Paik’s very first robot dates from 1964. Operated by remote control, this art-machine could walk, talk, and perform. Robot K-456, has opened since then, an innovative path for experimentation in the extensive career of Paik and the contemporary art world in general.

The present exhibition includes some of the much known Paik’s robot-sculptures, among them, Beuys Voice 1990, Gertrude Stein, 1990 and Watchdog II, 1997. These first two cyborgs are splendid portraits-sculpture, a symbiosis of technology and personality. With Watchdog II, we assist a fun dissertation on traditional and modern surveillance systems. The dog made out of monitors has a surveillance camera at the end of its tail and loudspeakers for ears.

Paik was an artist and a philosopher. His passion for new technologies is just one facet of his entire cosmogony. Other vital elements feed this vast universe, among them, highlights are Buddhism and nomadism.

The notion of Buddhism is associated with categorical pairs such as meditation and velocity; the new and the traditional; mass culture and the transcendental.

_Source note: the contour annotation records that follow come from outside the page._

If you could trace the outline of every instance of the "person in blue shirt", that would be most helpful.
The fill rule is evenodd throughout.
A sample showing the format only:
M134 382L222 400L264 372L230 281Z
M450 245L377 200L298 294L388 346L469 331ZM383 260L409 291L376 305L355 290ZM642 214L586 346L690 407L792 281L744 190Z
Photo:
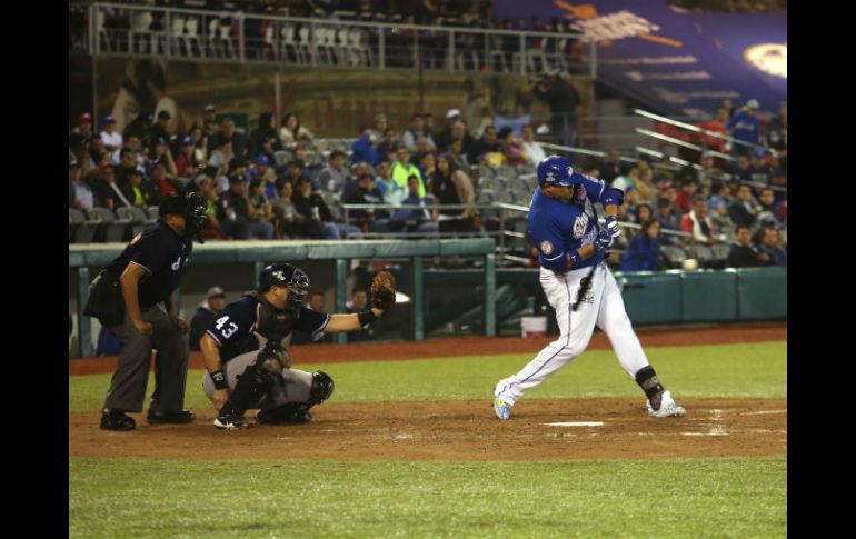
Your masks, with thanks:
M537 167L538 188L529 204L529 242L536 247L540 283L556 310L561 335L519 372L494 388L494 412L501 420L524 392L545 382L588 346L597 325L609 338L618 362L645 392L648 415L684 416L648 362L625 311L621 291L604 262L620 233L616 220L624 203L620 190L604 180L575 172L559 156ZM598 224L595 203L604 207L605 226Z
M630 242L630 247L621 257L620 271L657 271L659 270L660 244L657 237L660 233L660 223L656 219L648 219L641 226L641 230Z

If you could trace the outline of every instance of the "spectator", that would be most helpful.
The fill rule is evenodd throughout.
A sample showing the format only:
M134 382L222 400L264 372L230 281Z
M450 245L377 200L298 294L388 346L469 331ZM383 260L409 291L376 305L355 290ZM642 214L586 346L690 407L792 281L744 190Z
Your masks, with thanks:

Enlightenment compressed and Reclining Buddha, both from 1994 and included in this exhibition, are symptomatic in this sense.

Paik’s obsession with the suppression of geographic boundaries has a parallel with his own nomadic experience. He was a traveler throughout his entire life and maybe this effort to apprehend the entire spirit of his era explains his sustained inquiry on simultaneity; inquiry that inspires all of his live-feed essential experiments.

During the last decades, Nam June Paik lived between New York and Florida. He died in his winter house in Miami Beach in January 2006.